The same is happening in Singapore. According to recruitment company Randstad, half of all employees in Singapore will receive a bonus in 2022. But another of its surveys showed one in three workers were thinking about changing employers in the first half of 2022.

The top three motivations of employees who had already switched jobs were work-life balance (64 per cent), salary and employee benefits (63 per cent) and a pleasant work atmosphere (51 per cent).

Unlimited paid leave isn’t just possible in the United States – local companies have adopted it too, such as public relations agency SYNC PR in 2019 and web design firm Fixx Digital in 2015.

SYNC PR shared with me its key objective is to build trust with employees by giving them control over leave, putting the onus on them to work efficiently and manage their time. It also reduced administrative headaches especially if leave day mandates differ across countries.

Most importantly, unlimited paid leave helps attract good staff in a competitive market, which has been a struggle for the PR industry. SYNC PR’s growth from three to 25 employees over a span of three years is a strong indicator it is working out for them.

(Photo: iStock)

WHEN UNLIMITED LEAVE IS ABUSED, OR NOT TAKEN AT ALL

But there are pitfalls when an unlimited paid vacation policy turns into a free-for-all. Employees could abuse the system by deliberately taking leave to avoid deadlines or crunch time. 

To ensure teams are fully present when work has to be done, one Singapore company limits employees to taking leave only in the first month of each quarter.

Others face the opposite problem of employees not using the policy at all. Local media company SGAG implemented one in 2015 to promote work-life balance, but employees were concerned about making colleagues cover for them or giving the impression of slacking off, and so abstained from taking leave. The company eventually went back to offering 21 days of annual leave.

San Francisco start-up Buffer experienced the same issue in 2017, when staff only took five to 10 days off annually after an unlimited paid vacation policy was introduced. The company then added a component requiring all employees to take at least three weeks off per year. 

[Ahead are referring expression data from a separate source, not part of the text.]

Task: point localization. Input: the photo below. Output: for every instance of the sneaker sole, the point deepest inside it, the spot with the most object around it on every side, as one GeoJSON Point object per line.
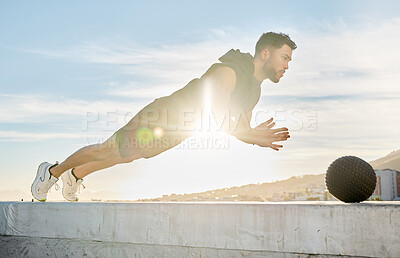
{"type": "Point", "coordinates": [34, 183]}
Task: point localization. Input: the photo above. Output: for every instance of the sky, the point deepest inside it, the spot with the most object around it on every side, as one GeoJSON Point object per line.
{"type": "Point", "coordinates": [73, 72]}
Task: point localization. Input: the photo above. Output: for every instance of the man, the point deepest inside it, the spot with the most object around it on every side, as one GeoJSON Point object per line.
{"type": "Point", "coordinates": [230, 89]}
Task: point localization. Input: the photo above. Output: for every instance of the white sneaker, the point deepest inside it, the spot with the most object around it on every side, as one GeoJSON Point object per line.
{"type": "Point", "coordinates": [43, 182]}
{"type": "Point", "coordinates": [70, 186]}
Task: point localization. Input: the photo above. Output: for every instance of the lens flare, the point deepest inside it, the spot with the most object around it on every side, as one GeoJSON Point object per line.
{"type": "Point", "coordinates": [144, 135]}
{"type": "Point", "coordinates": [158, 132]}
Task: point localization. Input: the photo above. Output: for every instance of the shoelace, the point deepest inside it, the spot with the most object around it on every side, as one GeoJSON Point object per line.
{"type": "Point", "coordinates": [56, 186]}
{"type": "Point", "coordinates": [78, 187]}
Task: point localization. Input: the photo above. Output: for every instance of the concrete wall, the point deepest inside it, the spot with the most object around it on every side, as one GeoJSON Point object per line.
{"type": "Point", "coordinates": [200, 229]}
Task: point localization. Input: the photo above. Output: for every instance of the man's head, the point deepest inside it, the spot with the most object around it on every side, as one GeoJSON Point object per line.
{"type": "Point", "coordinates": [275, 50]}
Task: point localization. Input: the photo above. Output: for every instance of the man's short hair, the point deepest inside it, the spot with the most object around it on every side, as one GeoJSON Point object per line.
{"type": "Point", "coordinates": [272, 39]}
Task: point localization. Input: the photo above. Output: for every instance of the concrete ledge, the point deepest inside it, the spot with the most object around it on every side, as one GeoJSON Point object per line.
{"type": "Point", "coordinates": [201, 229]}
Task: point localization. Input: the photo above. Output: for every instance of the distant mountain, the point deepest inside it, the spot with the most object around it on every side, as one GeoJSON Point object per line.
{"type": "Point", "coordinates": [253, 192]}
{"type": "Point", "coordinates": [391, 161]}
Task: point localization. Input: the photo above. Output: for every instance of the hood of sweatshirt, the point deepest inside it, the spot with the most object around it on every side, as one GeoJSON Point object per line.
{"type": "Point", "coordinates": [242, 61]}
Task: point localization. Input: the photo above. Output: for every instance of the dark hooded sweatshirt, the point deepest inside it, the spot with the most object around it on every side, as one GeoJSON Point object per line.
{"type": "Point", "coordinates": [243, 99]}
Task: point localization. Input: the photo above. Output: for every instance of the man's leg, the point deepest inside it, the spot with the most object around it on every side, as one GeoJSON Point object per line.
{"type": "Point", "coordinates": [88, 168]}
{"type": "Point", "coordinates": [107, 151]}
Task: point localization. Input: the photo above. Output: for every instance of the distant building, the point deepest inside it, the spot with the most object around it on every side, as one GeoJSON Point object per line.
{"type": "Point", "coordinates": [387, 185]}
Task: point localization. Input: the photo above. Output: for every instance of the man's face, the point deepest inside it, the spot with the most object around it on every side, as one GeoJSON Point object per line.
{"type": "Point", "coordinates": [277, 62]}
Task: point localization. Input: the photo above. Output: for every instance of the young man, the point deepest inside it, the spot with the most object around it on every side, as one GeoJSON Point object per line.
{"type": "Point", "coordinates": [230, 89]}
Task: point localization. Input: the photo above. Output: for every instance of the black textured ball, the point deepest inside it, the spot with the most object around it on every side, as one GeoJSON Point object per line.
{"type": "Point", "coordinates": [350, 179]}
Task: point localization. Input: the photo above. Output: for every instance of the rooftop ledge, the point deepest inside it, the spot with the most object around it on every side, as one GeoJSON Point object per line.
{"type": "Point", "coordinates": [200, 229]}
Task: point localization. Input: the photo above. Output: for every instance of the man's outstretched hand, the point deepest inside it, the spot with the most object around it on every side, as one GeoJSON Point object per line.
{"type": "Point", "coordinates": [265, 136]}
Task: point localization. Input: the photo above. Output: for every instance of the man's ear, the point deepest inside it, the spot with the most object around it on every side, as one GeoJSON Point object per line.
{"type": "Point", "coordinates": [265, 54]}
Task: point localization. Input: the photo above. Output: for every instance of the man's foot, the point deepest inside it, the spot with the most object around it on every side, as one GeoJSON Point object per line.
{"type": "Point", "coordinates": [43, 182]}
{"type": "Point", "coordinates": [70, 186]}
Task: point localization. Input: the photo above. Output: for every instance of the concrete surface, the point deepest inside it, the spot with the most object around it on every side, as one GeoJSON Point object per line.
{"type": "Point", "coordinates": [225, 229]}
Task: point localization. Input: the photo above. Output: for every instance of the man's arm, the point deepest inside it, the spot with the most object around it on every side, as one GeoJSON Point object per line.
{"type": "Point", "coordinates": [263, 135]}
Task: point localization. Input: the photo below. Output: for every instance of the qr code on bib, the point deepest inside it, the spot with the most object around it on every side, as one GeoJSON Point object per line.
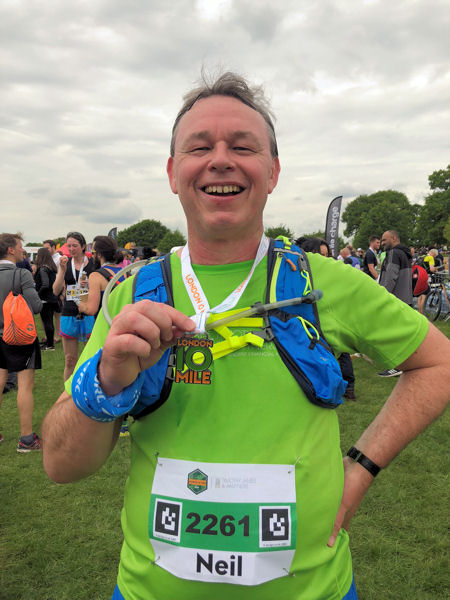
{"type": "Point", "coordinates": [274, 526]}
{"type": "Point", "coordinates": [167, 520]}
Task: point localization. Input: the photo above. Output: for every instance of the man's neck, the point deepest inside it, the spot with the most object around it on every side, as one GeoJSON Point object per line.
{"type": "Point", "coordinates": [223, 251]}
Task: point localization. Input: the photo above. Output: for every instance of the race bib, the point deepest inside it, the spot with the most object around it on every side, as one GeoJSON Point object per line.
{"type": "Point", "coordinates": [76, 291]}
{"type": "Point", "coordinates": [218, 522]}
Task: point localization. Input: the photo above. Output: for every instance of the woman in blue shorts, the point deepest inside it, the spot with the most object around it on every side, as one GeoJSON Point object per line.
{"type": "Point", "coordinates": [72, 278]}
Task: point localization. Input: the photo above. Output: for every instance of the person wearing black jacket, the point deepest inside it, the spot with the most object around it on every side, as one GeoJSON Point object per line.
{"type": "Point", "coordinates": [395, 273]}
{"type": "Point", "coordinates": [44, 279]}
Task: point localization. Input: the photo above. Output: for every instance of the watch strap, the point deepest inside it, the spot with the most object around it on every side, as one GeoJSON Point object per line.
{"type": "Point", "coordinates": [365, 462]}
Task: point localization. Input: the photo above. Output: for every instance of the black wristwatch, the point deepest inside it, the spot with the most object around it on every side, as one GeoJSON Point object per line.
{"type": "Point", "coordinates": [365, 462]}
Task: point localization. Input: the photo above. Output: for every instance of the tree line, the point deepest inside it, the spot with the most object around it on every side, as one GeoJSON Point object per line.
{"type": "Point", "coordinates": [366, 215]}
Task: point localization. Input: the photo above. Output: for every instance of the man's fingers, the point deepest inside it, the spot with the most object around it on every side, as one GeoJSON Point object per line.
{"type": "Point", "coordinates": [154, 326]}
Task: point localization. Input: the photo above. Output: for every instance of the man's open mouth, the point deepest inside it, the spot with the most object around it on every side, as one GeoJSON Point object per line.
{"type": "Point", "coordinates": [222, 190]}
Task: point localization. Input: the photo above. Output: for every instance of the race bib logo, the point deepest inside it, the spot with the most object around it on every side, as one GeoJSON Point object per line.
{"type": "Point", "coordinates": [167, 520]}
{"type": "Point", "coordinates": [193, 359]}
{"type": "Point", "coordinates": [197, 481]}
{"type": "Point", "coordinates": [275, 526]}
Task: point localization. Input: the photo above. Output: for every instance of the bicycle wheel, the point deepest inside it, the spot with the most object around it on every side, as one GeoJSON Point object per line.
{"type": "Point", "coordinates": [433, 305]}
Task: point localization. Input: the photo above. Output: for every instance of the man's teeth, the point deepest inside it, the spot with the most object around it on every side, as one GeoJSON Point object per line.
{"type": "Point", "coordinates": [222, 189]}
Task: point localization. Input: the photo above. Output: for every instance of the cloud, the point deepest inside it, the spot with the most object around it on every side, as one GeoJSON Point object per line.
{"type": "Point", "coordinates": [95, 205]}
{"type": "Point", "coordinates": [89, 92]}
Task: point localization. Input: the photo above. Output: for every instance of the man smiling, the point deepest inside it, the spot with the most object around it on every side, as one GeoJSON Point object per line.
{"type": "Point", "coordinates": [236, 486]}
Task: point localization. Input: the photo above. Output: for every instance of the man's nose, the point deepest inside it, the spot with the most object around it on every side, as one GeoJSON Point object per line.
{"type": "Point", "coordinates": [221, 158]}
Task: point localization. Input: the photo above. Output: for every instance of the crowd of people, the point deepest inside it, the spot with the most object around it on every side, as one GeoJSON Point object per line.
{"type": "Point", "coordinates": [237, 485]}
{"type": "Point", "coordinates": [66, 290]}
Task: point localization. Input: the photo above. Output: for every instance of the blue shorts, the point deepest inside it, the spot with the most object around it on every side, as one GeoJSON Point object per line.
{"type": "Point", "coordinates": [350, 595]}
{"type": "Point", "coordinates": [72, 328]}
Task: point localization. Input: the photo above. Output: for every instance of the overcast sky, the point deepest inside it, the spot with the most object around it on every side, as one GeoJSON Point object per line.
{"type": "Point", "coordinates": [89, 91]}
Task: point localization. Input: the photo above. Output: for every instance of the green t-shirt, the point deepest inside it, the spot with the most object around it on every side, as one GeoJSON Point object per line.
{"type": "Point", "coordinates": [216, 441]}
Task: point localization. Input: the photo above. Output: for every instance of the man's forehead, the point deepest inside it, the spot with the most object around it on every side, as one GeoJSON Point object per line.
{"type": "Point", "coordinates": [215, 110]}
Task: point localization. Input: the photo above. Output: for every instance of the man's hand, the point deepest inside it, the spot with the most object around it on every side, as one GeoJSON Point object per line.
{"type": "Point", "coordinates": [357, 481]}
{"type": "Point", "coordinates": [139, 336]}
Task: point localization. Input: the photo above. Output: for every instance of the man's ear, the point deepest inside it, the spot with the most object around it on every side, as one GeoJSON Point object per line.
{"type": "Point", "coordinates": [170, 172]}
{"type": "Point", "coordinates": [273, 180]}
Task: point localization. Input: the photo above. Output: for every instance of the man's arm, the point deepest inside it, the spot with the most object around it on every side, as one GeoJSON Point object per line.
{"type": "Point", "coordinates": [76, 446]}
{"type": "Point", "coordinates": [420, 396]}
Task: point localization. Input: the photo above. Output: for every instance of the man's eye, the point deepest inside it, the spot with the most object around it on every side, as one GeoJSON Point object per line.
{"type": "Point", "coordinates": [242, 149]}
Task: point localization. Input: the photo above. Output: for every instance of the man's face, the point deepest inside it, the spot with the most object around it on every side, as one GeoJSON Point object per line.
{"type": "Point", "coordinates": [387, 241]}
{"type": "Point", "coordinates": [222, 169]}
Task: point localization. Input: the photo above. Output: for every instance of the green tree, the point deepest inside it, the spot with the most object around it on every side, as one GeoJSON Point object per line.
{"type": "Point", "coordinates": [171, 239]}
{"type": "Point", "coordinates": [274, 232]}
{"type": "Point", "coordinates": [434, 214]}
{"type": "Point", "coordinates": [373, 214]}
{"type": "Point", "coordinates": [147, 232]}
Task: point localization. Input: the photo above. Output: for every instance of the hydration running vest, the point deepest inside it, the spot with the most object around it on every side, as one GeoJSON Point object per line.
{"type": "Point", "coordinates": [295, 330]}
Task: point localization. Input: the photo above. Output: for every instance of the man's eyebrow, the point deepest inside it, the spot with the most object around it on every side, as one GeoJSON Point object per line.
{"type": "Point", "coordinates": [198, 135]}
{"type": "Point", "coordinates": [203, 135]}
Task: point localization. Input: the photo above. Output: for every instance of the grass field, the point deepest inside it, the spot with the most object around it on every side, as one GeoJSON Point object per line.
{"type": "Point", "coordinates": [62, 542]}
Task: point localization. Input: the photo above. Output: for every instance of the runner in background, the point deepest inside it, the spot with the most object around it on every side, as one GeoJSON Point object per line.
{"type": "Point", "coordinates": [72, 281]}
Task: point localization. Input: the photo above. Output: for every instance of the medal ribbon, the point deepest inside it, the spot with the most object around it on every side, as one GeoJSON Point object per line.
{"type": "Point", "coordinates": [80, 273]}
{"type": "Point", "coordinates": [197, 295]}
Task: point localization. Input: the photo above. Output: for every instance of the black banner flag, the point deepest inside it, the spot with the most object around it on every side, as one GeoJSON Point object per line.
{"type": "Point", "coordinates": [332, 225]}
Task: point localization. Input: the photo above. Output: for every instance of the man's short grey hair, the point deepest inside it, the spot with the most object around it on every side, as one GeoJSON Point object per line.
{"type": "Point", "coordinates": [235, 86]}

Managers had to use up those three weeks and consequently, led by example.

SHOULD YOU CONSIDER COMPANIES WITH UNLIMITED VACATION POLICIES?

With mental wellness a hot talking point among corporate leaders since the pandemic, should more companies offer unlimited paid leave, letting working professionals decide for themselves the amount of time they need individually to recharge?

As demonstrated from companies’ experiences, it works for some and doesn’t for others. Some went back to the old ways because it resulted in worse outcomes.

Whether an unlimited paid leave policy plays out well depends very much on a team’s dynamic. If the boss is a demanding workaholic, no employees will dare put in a leave application. A culture of encouraging rest is crucial.

Most importantly, it’s not just about the quantity of annual leave, but the quality. Will employees commit to disconnecting fully on their off days, and can managers respect that?

When I was in a corporate job years ago, I had to bring my laptop on a one-week family trip to Taiwan. I spent a few nights working on spreadsheets while my wife and kids had dinner via room service.

Conversely, a former colleague of mine from Germany embarked on a 45-day cruise around Europe. It was agreed she would be completely uncontactable and the company simply had to work around that.

Until we learn to detach completely from work (and realise the sky will not fall down from that), no number of vacation days may matter since we are only escaping the office – but we are not escaping our work.

Adrian Tan is a former HR entrepreneur turned marketing strategist who writes about the future of work.